Ce quelqu’un se présenta sous la forme la plus inattendue, c’est-à-dire sous les traits de la Paillarde, qui ce soir-là se trouvait de fort bonne humeur.

— Hé !… qu’attends-tu là, ma belle ? lui demanda-t-elle en la voyant toute pâle, conséquence des tiraillements de son estomac vide.

— J’ai faim ! répondit la Normande.

— Est-ce possible ?… Tu n’as pas cependant l’air d’une mendiante.

— Je ne mendie pas, mais je n’ai plus d’argent et je crois bien que je vais mourir avant d’arriver à Paris.

— Que vas-tu faire à Paris ?

— Me mettre servante, si l’on veut de moi. Je suis forte et je ne boude pas à l’ouvrage peut-être que je trouverai à occuper mes deux bras.

L’hôtelière se mit à tourner autour d’elle l’examina sous toutes ses faces comme si elle eût acheté du bétail à la foire.

— Pardieu, oui, dit-elle ; tu es robuste et tu fais un beau brin de fille. Je suppose que tu gagnerais bien ta journée et mieux encore ta nuit. Quel âge as-tu ?
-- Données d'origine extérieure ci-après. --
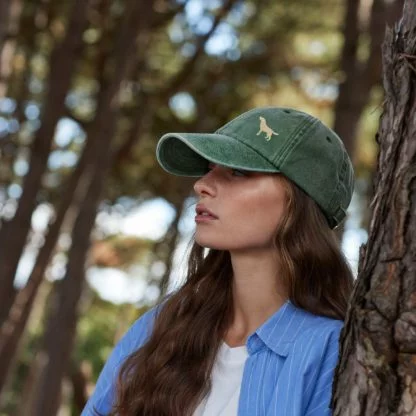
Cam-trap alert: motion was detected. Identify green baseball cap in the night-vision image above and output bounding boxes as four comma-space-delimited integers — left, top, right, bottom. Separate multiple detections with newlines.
156, 107, 354, 228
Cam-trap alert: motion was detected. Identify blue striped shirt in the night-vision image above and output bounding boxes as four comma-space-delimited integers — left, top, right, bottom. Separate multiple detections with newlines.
82, 301, 343, 416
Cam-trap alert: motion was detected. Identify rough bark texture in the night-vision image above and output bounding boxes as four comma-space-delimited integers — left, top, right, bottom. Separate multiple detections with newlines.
333, 0, 416, 416
334, 0, 403, 158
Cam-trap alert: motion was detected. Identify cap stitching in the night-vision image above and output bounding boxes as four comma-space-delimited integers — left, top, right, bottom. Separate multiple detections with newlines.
280, 118, 318, 165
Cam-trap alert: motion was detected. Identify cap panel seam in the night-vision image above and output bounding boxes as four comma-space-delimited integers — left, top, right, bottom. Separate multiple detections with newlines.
279, 118, 317, 166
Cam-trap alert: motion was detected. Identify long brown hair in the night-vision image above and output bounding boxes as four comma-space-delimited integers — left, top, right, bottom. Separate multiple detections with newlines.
108, 177, 353, 416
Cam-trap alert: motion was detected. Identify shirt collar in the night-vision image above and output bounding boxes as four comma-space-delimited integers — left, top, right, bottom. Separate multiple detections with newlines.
247, 300, 309, 357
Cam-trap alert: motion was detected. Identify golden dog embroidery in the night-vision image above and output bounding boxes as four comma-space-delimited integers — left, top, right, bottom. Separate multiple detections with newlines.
257, 116, 279, 141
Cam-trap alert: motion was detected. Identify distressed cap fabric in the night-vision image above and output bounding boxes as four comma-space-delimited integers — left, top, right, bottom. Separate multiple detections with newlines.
156, 107, 354, 228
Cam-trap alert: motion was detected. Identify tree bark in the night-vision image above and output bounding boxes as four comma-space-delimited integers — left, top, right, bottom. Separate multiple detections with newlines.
334, 0, 403, 159
0, 0, 88, 324
333, 0, 416, 416
28, 0, 153, 416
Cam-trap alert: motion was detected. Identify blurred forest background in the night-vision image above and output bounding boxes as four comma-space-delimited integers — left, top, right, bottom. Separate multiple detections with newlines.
0, 0, 403, 416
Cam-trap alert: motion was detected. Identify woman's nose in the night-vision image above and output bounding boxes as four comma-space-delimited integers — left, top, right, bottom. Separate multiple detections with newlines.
194, 171, 215, 196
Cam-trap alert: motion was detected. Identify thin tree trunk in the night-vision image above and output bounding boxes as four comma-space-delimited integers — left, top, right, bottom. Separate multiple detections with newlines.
0, 0, 12, 68
0, 131, 100, 395
29, 0, 153, 416
0, 0, 88, 324
0, 0, 23, 97
333, 0, 416, 416
70, 363, 88, 414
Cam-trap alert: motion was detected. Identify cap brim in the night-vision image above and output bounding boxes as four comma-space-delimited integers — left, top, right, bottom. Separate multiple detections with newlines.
156, 133, 279, 176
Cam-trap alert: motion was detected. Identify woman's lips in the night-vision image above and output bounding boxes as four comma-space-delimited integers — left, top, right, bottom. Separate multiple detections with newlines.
195, 204, 218, 222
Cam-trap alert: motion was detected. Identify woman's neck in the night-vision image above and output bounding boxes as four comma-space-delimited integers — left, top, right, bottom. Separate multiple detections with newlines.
224, 249, 288, 347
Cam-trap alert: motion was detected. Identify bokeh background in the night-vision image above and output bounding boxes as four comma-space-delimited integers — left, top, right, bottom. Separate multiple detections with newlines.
0, 0, 403, 416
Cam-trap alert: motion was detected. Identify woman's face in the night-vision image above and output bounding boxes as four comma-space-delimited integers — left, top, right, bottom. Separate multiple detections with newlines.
194, 164, 287, 251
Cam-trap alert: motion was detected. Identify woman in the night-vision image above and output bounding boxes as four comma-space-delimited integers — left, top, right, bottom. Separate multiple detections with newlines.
83, 107, 353, 416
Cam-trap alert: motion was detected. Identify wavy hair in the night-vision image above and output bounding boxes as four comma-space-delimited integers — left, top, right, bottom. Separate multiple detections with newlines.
105, 176, 353, 416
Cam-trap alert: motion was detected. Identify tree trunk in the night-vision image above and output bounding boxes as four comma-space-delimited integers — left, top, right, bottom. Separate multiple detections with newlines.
334, 0, 403, 159
32, 0, 153, 416
0, 0, 11, 74
0, 128, 101, 395
0, 0, 88, 324
333, 0, 416, 416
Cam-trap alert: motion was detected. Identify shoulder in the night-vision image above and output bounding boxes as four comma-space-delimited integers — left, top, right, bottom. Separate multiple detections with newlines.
82, 305, 161, 416
293, 309, 344, 353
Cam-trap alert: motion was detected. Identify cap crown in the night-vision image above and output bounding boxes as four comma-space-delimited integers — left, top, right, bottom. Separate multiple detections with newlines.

— Vingt ans à la Saint-Blaise.

— Tu les as fameusement employés, à ce que je vois… Dis-moi, cela ferait-il ton affaire de bien souper ce soir ?

Cette proposition était si extraordinaire que l’interpellée ne répondit pas ; elle se contenta de humer l’odeur des aliments qui venait de la guinguette et ce mouvement était plus éloquent que tous les discours.

— J’ai justement besoin d’une servante en ce moment, reprit l’hôtelière. Cela pourrait peut-être te plaire ?

— Oui-da, que cela me plairait et que je vous serais tout plein reconnaissante de me prendre à votre service.

— Tes gages ne seront pas bien forts. Quoique ça, je ne suis pas une ogresse et tu pourras les augmenter si tu n’es pas bête. Allons, viens, ma fille ; on va te donner à manger, je crois que c’est ce qui presse le plus.